林桂選

2007年2月14日上毛新聞掲載


ふゆのあさじてんしゃこぐママきかんしゃだ
群馬大附幼稚園年中 品川 瑞華
【評】白い息をはいて自転車をこぐお母さんは、機関車に似ていると言うのです。頑張っているお母さんの顔まで浮かぶ俳句です。
しもばしらあるくとさくさくがっしょうだ
沼田薄根小1年 青木 亮子
【評】霜柱の音を、たくさんのお友達が俳句にしていますが、その音を霜柱の合唱にたとえることで、青木さんらしい表現になりました。
ナルトには花のかたちとののかたち
前橋桃川小2年 おか村 京
【評】ナルトに二つの形を発見しました。まわりのギザギザは、花びらの形。中の赤い色は「の」の形。分析的に見る見方がおもしろい。
秋のおわりにはっぱのネックレスをプレゼント
前橋桃川小2年 糸井菜々子
【評】色とりどりの落ち葉のネックレスは、たしかに秋ならではのものです。プレゼントした相手は友達でしょうか、お母さんでしょうか。
あかとんぼあかいゆうやけとおってく
前橋桃川小2年 石原 麻衣
【評】赤トンボと夕焼けの俳句も、たくさんの友達が書いています。しかし、夕焼けの中を通過する「とおってく」は、石原さんならではの表現。
むしさがしだるまがえるとげんごろう
渋川津久田小2年 かのうがくと
【評】虫を探したのは水辺なのでしょう。でも、「だるまがえる」は、虫ではありません。

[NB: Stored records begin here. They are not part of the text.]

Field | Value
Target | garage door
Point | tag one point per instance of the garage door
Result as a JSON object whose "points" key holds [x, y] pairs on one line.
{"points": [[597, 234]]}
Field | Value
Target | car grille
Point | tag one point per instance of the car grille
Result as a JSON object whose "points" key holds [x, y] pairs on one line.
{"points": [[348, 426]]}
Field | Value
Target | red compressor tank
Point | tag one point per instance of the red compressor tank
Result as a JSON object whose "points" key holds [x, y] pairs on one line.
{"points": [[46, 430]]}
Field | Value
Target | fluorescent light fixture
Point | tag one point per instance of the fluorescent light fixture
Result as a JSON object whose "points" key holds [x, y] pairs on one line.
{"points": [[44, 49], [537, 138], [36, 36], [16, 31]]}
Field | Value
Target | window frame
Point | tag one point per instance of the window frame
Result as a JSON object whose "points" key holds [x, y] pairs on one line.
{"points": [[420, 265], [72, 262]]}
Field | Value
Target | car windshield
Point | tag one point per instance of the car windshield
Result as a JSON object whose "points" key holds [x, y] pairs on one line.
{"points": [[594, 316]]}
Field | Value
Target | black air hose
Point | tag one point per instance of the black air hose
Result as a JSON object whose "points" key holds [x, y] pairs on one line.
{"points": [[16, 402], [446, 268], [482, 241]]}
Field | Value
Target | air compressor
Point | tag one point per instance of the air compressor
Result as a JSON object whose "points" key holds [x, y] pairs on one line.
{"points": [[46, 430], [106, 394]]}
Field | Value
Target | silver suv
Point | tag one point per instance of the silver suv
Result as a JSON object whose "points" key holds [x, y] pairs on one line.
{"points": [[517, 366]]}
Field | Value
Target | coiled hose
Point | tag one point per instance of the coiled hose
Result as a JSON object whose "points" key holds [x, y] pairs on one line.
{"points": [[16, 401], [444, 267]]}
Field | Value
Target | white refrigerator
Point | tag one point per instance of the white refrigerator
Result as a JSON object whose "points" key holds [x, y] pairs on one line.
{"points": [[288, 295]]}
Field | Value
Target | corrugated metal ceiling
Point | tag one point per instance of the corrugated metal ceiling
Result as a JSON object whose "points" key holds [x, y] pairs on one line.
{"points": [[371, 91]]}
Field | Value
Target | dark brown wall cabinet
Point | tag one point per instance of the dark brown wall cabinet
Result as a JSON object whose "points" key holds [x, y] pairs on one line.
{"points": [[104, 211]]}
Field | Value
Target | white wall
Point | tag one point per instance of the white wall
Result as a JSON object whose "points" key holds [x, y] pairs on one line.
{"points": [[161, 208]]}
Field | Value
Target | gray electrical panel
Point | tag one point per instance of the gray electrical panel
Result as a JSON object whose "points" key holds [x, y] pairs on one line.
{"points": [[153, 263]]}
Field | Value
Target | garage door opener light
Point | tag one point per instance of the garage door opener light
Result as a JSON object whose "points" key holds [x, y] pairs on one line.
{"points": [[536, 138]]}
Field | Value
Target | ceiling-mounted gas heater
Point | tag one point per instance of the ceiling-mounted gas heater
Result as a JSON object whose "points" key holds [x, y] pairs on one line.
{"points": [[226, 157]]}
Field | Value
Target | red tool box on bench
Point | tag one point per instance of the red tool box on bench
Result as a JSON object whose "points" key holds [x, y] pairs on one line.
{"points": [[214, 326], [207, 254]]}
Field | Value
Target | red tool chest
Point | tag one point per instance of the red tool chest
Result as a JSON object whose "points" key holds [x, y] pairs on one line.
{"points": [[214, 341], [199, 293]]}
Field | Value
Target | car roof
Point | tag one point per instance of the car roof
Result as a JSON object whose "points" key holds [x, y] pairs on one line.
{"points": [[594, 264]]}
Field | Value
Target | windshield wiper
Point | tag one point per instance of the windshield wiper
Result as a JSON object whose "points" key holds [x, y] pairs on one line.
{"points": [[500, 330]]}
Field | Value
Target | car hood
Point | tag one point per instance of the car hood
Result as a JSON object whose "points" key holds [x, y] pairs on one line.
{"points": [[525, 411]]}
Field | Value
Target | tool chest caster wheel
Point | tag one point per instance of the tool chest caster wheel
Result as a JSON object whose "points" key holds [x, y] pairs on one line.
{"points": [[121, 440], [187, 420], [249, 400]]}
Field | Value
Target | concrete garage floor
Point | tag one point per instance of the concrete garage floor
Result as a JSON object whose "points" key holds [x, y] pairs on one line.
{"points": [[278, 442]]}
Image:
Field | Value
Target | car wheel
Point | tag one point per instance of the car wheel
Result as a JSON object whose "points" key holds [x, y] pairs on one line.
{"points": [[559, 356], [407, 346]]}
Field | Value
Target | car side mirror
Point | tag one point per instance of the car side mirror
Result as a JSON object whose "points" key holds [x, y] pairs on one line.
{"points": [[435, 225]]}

虫探しで見つけてしまった「外道」なのです。
おふろでさパパのほくろをかぞえたよ
高崎国府小2年 中じましゅうや
【評】おふろで、今まで気づかなかったお父さんのホクロを発見。ホクロの大探索の始まりです。お父さんも知らないホクロを発見したはず。
すし食べた後は算数良くとける
前橋粕川小4年 戸塚将太郎
【評】毎日お寿司を食べ続けられたら、算数の大天才になれるかもしれません。お寿司の何が、算数に効くのでしょう。不思議です。